I think I listen to too much public radio and too many podcasts.

This morning while waiting in the border line I started listening to the latest podcast from The Moth. It was Mike Birbiglia, a comedian and actor telling a story about his problems with sleep walking. After a few minutes I started to recognize the story and by the halfway point I realized I’d heard it before. Performances from The Moth often get played on This American Life, a public radio show and podcast. As it was an entertaining story I kept listening.

Later in the day I started listening to the latest Sound of Young America show (another podcast/public radio show). The guest this week was none other than Mike Birbiglia. As I listened I felt like I was hearing the same story again. I found it weird because the thing about The Moth is that the stories are told live without notes, but as I kept listening I was heard the exact same story, with the same jokes and exact same language as I heard hours before.

Mike Birbiglia was on the show promoting his new one man play Sleepwalk With Me. He told the story of wanting to write a one man romantic comedy, which got me interested, I love romantic comedies and I think if done right a one-man-play-romantic-comedy would be awesome. Then he started telling the story exactly how I heard it on The Moth. I got a lot less excited about his one man show. (It’s playing in New York so I’m not going anyways) but I felt like if I went I’d be sitting through this story a fourth time. Towards the end of the interview he did talk a bit more about it, which made it sound like it might have more to it than just the story he told on The Moth. But then I worried it might be like those movies, with really awesome and funny trailers and commercials, that when you go to see them the only funny parts were in the trailer. Hopefully his show isn’t like that, and if I were in NYC I might check it out, because he is funny and a good storyteller.

But I did start thinking that I might be listening to a little bit too much public radio.

Radiolab on Choice

Free will and determinism are topics I’ve been interested in for a while, I’ve talked about it plenty with certain friend, and probably even blogged about it before. My studies in school, and most of the conversations with friends have focused on the philosophical and psychological ideas of freedom and free will, but there are also scientific conversations we can have about choice — which materialists might say are the basis underlying any philosophical or psychological thoughts on choice.
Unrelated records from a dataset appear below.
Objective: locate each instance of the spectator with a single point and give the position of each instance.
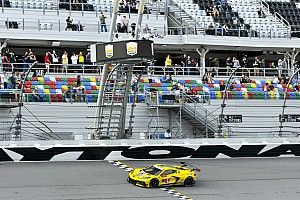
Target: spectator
(35, 95)
(68, 95)
(69, 24)
(74, 59)
(81, 95)
(32, 57)
(245, 66)
(13, 81)
(88, 58)
(168, 61)
(81, 58)
(125, 23)
(222, 86)
(225, 29)
(1, 67)
(119, 23)
(261, 13)
(280, 66)
(235, 62)
(211, 26)
(26, 60)
(169, 79)
(209, 10)
(188, 63)
(103, 23)
(228, 65)
(78, 81)
(65, 61)
(215, 11)
(168, 134)
(297, 87)
(216, 65)
(5, 80)
(256, 66)
(47, 60)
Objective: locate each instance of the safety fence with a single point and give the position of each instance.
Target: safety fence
(176, 70)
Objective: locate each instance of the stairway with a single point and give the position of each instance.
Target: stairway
(204, 124)
(113, 108)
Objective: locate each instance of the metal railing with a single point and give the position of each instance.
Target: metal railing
(84, 8)
(176, 70)
(206, 117)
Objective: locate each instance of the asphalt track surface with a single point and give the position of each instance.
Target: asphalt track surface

I never realized the effects of postmodernity and the vast amount of choices we have until a few years ago. I guess I’d never experienced a vast lack of choices so I didn’t think much about it. One day I went to a cafe with an Italian friend of mine. We walked in and lined up next to the cash register were about 10 bottled drinks to choose from, behind the barista on the wall was a menu with about 40 hot and cold drinks. This friend commented on the choices one has to make at a cafe in the US, and how terrible it is. In Italy she told me, the choice would be much easier because the options would be far less, espresso or a cappuccino.

That brings me to Radiolab. Radiolab is a one hour long public radio show about science, if you’re not familiar with it, it might sound boring, but it’s a really entertaining show. I look forward to it every week and always learn a lot from it. This week’s show is all about choice. I recommend you give it a listen if you have some time, it’s interesting, I’m sure you’ll learn something, and it might even help you better understand why you make certain choices.